Perhaps the most obvious aspect of this phenomenon is my name. Ansel, with its Yiddish and Germanic roots, is a far cry from the polarizing Muhammad, or the perplexing Krishnachandra, even though it is no less phonetic. As one Polish manager was quick to note, “Your name sounds Jewish!”
But this benefit only exists when the other party knows my religious identity. As a child, I trudged three blocks every Sunday for the Malankara Orthodox Syrian mass in the basement of a multicultural Lutheran church. And towards the end of the trek, I would ignore the Jewish man next door as he spat out his window at saree-clad aunties, snarling, “Dirty f***ing Hindus.”
Whether we were Hindus or Jains, or he was targeting Sikhs or Parsis, the inhumanity, the hurt — it all fell the same in rabid saliva.
“Only through interaction, can those who seem foreign become familiar.”
Today, I attend Orthodox mass in the annex of an Episcopal church. As our hymns die down for the sermon, their melodious organ wafts in through the adjoining walls. Every November, we share a Thanksgiving feast and on Palm Sunday, we circle the neighborhood together, holding palm fronds, tossing rose petals as both Malayalam and English intertwine in the air.
Whereas these events are fleeting, the respect that is forged is not; two congregations become enriched, aware and mutually receptive. In turn, an individual who is now aware of Malayalis by extension may be more accepting of Pashtuns, illustrating in a sense, a human form of Batesian mimicry. Only through interaction, can those who seem foreign become familiar. And once we realize that all people are uncannily similar, we can start to support a diverse human ecology of symbiosis.
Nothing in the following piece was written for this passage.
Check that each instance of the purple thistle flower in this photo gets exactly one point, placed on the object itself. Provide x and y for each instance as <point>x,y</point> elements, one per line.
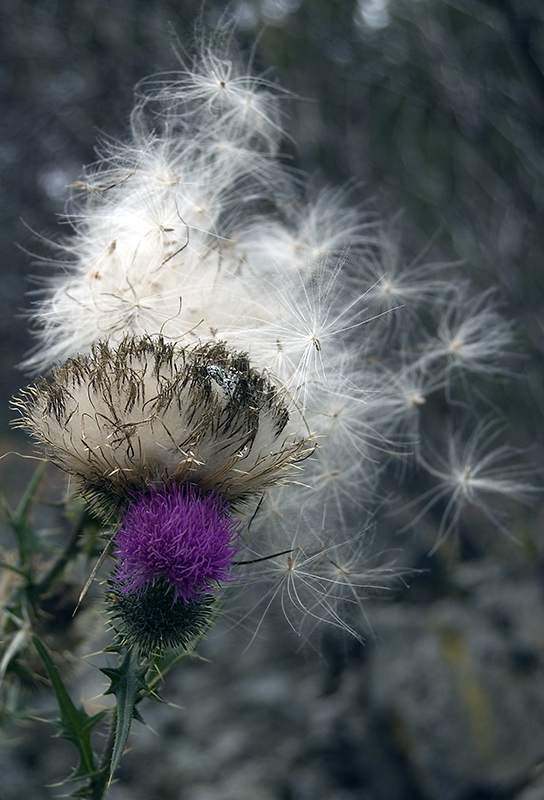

Since my manager’s decree, employees have been eerily absent from the conference room, although every now and then, a rebel sneaks in to catch some sleep. As I pass by the closed door, I wonder each time if it is empty or if someone indeed is praying inside. Although I never enter, I still pray out of habit, quietly to myself, that someday, we can look beyond that dark brown polymer found in all of us.